Using my native Python implementation of Floyd-Warshall, a different algorithm to solve the same problem, the same result was computed in just about eight hours. One reason for the timing difference is that Dijkstra's All Pairs Shortest Path has time complexity of O(E log V) while Floyd-Warshall has time complexity of O(V^3). The behavior difference results from the total number of edges. In the worst case, there is an edge between every pair of nodes, for a total of n*(n-1)/2 edges which is on the order of n^2. In sparse graphs, the number of edges is much lower, on the order of n. Dijkstra's All Pairs Shortest Path will outperform Floyd-Warshall on sparse graphs.
This particular graph has 5,875 nodes and 37,362 edges. There could be a total of 17,254,875 edges, but only 0.22% of these actually exist, thus this is a fine example of a sparse graph.

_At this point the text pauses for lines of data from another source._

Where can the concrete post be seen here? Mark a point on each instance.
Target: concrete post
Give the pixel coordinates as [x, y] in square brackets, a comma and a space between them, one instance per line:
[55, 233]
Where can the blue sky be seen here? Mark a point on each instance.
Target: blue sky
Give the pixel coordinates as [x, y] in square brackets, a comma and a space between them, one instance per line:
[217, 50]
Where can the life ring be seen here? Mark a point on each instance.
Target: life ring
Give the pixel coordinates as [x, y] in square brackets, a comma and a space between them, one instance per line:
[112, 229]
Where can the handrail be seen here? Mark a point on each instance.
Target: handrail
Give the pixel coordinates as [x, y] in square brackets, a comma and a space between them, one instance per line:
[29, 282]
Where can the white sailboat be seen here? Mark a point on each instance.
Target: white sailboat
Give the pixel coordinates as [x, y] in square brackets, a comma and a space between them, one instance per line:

The code in this section requires the pyskiplist implementation which can be found at https://pypi.org/project/pyskiplist/.
The first table below reports the average search time for an element in a Skip List or AVL tree containing N random integers (sometimes the element is in the structure, sometimes it is not).
$ cd "5. SkipList"
$ python3 skipList.py
Average Performance Times
N SL-RND AVL-RND
16 0.0021 0.0007
32 0.0025 0.0008
64 0.0027 0.0008
128 0.0032 0.0010
256 0.0034 0.0011
512 0.0042 0.0012
1024 0.0045 0.0013
2048 0.0047 0.0015
4096 0.0054 0.0016
8192 0.0059 0.0016
16384 0.0065 0.0016
32768 0.0071 0.0016
Construction Times
N SL-RND AVL-RND SL-ASC AVL-ASC SL-DESC AVL-DESC
16 0.094 0.069 0.085 0.072 0.087 0.071
32 0.203 0.178 0.170 0.183 0.188 0.187
64 0.453 0.435 0.354 0.448 0.399 0.449
128 1.001 1.035 0.754 1.061 0.882 1.069
256 2.217 2.347 1.566 2.428 1.904 2.427
512 4.899 5.360 3.359 5.518 4.163 5.491
1024 10.727 12.200 7.108 12.429 9.072 12.394
2048 23.726 27.469 14.965 27.582 19.385 27.568
4096 51.944 60.905 31.856 59.166 42.000 59.329
8192 110.930 132.412 66.509 130.233 89.444 130.967
16384 239.637 289.048 139.736 281.538 190.898 282.001
32768 515.122 634.220 291.985 605.307 405.287 603.555
The second table compares the construction time of AVL Binary Trees and SkipList structures for N random integers.